Es war wahrhaftig eine bessere Welt. Nicht die beste aller denkbaren, so doch die beste, die es bisher vielleicht
gegeben hatte. Artus zu verraten hieße, den Traum eines
ganzen Volkes zu verraten, und das konnte er nicht.
Sie gingen weiter, erreichten den Platz, den der Bischof
ihnen am vergangenen Abend zugewiesen hatte, und blieben stehen. Artus drehte sich langsam zu ihnen um und
lächelte erst ihm, dann seiner Braut zu und Lancelot wollte
den Arm ausstrecken, um seinem Freund und König die
Braut zu übergeben, aber der Bischof gab Lancelot in diesem Moment einen Wink mit den Augen, noch ein winziges Stückchen nach links zu gehen. Lancelot war sicher,
sich genau in der Position zu befinden, die er ihnen am
Tag zuvor zugewiesen hatte, machte aber gehorsam einen
Schritt in die angegebene Richtung.
An der Tür hinter ihnen entstand Tumult. Der Bischof
sah ärgerlich auf und auch Artus fuhr mit einer abrupten
Bewegung herum. Auf seinem Gesicht erschien ein erschrockener Ausdruck, sodass sich auch Lancelot umdrehte und in dieselbe Richtung sah.
Die Wachen hatten die Tür hinter ihnen geschlossen.
Nun aber war sie wieder einen Spaltbreit geöffnet und
zwei der Palastwachen hatten alle Mühe, einen Mann in
abgerissener Kleidung aufzuhalten, der es irgendwie geschafft hatte, bis zur Kapelle vorzudringen und nun mit
aller Macht versuchte hereinzukommen.
»Was ist da los?«, fragte Artus scharf.
Einer der Posten setzte zu einer Antwort an, aber der
vermeintliche Eindringling kam ihm zuvor.
»Herr!«, rief er. »Verrat! Traut ihm nicht! Verrat!«
Lancelot ließ Gwinneths Arm los und griff an seine linke
Hüfte, wo er normalerweise sein Schwert trug. Aber seine
Finger fuhren ins Leere. Artus hatte darauf bestanden, dass
niemand an diesem Tag eine Waffe tragen durfte, abgesehen von ihm selbst.
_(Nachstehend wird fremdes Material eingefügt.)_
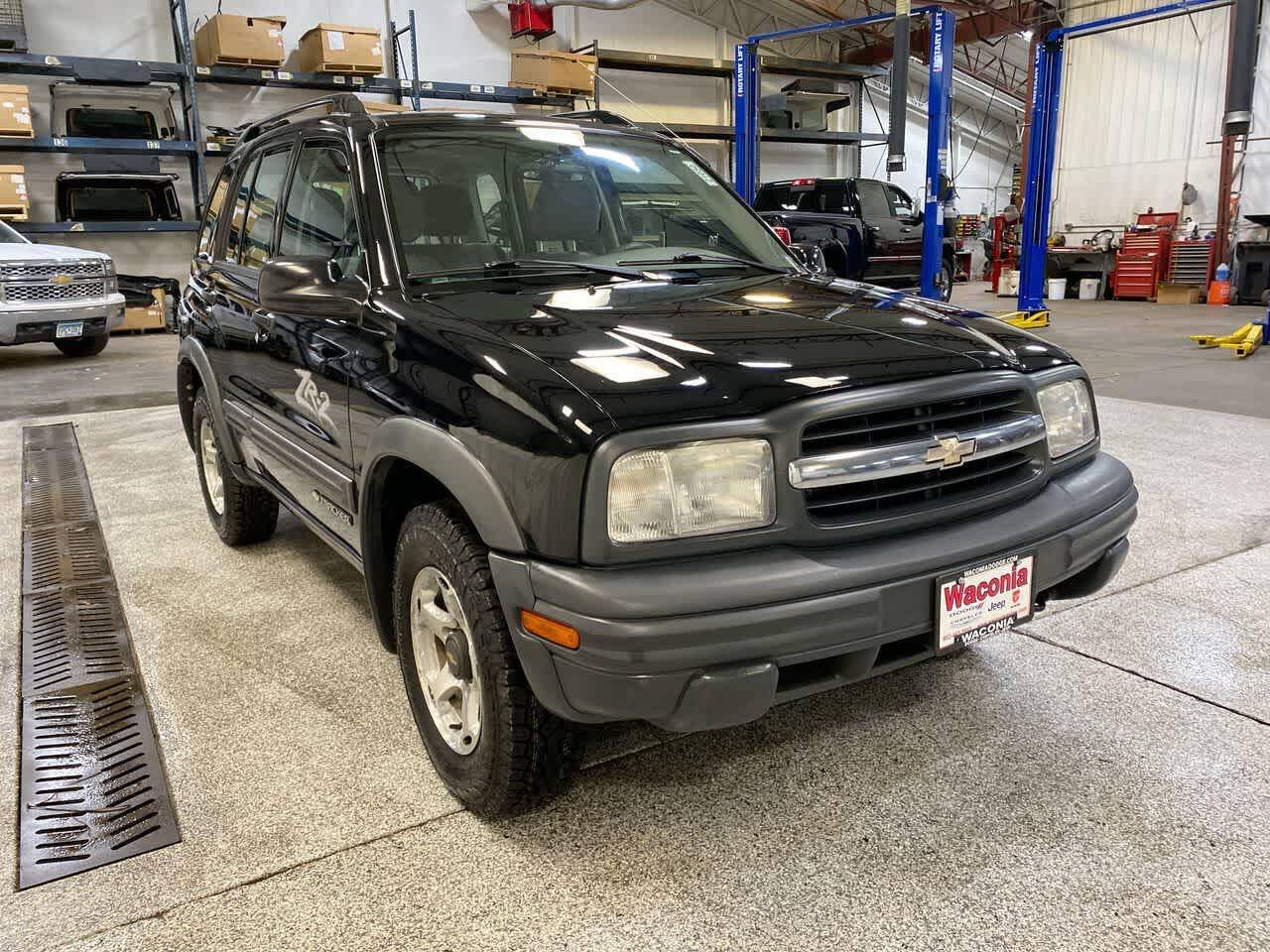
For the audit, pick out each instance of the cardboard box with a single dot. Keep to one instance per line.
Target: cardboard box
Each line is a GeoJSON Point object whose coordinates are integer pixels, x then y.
{"type": "Point", "coordinates": [554, 70]}
{"type": "Point", "coordinates": [14, 200]}
{"type": "Point", "coordinates": [145, 317]}
{"type": "Point", "coordinates": [333, 49]}
{"type": "Point", "coordinates": [16, 112]}
{"type": "Point", "coordinates": [227, 40]}
{"type": "Point", "coordinates": [1176, 294]}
»Was soll das heißen?«, fragte Artus. Er gab den beiden
Wachen an der Tür einen herrischen Wink. »Lasst den
Mann herein!« Er wartete gerade, bis die Männer weit
genug zur Seite getreten waren, um dem Fremden Einlass
zu gewähren, und fuhr dann in noch schärferem Ton fort:
»Und jetzt sprich! Wenn dies nur ein Scherz sein soll,
mein Freund, dann kostet er dich das Leben, das ist dir
doch klar? Oder?«
Eigentlich war diese Warnung nicht nötig, dachte Lancelot. Der Mann war mehr tot als lebendig und ganz bestimmt nicht in der Stimmung, Scherze zu machen.
Seine Kleidung war zerfetzt und er blutete aus zahlreichen Wunden. In seiner rechten Schulter steckte der abgebrochene Schaft eines Pfeiles. Mit torkelnden Schritten
kam er näher und fiel auf die Knie, bevor er den Mittelgang zur Hälfte hinter sich gebracht hatte.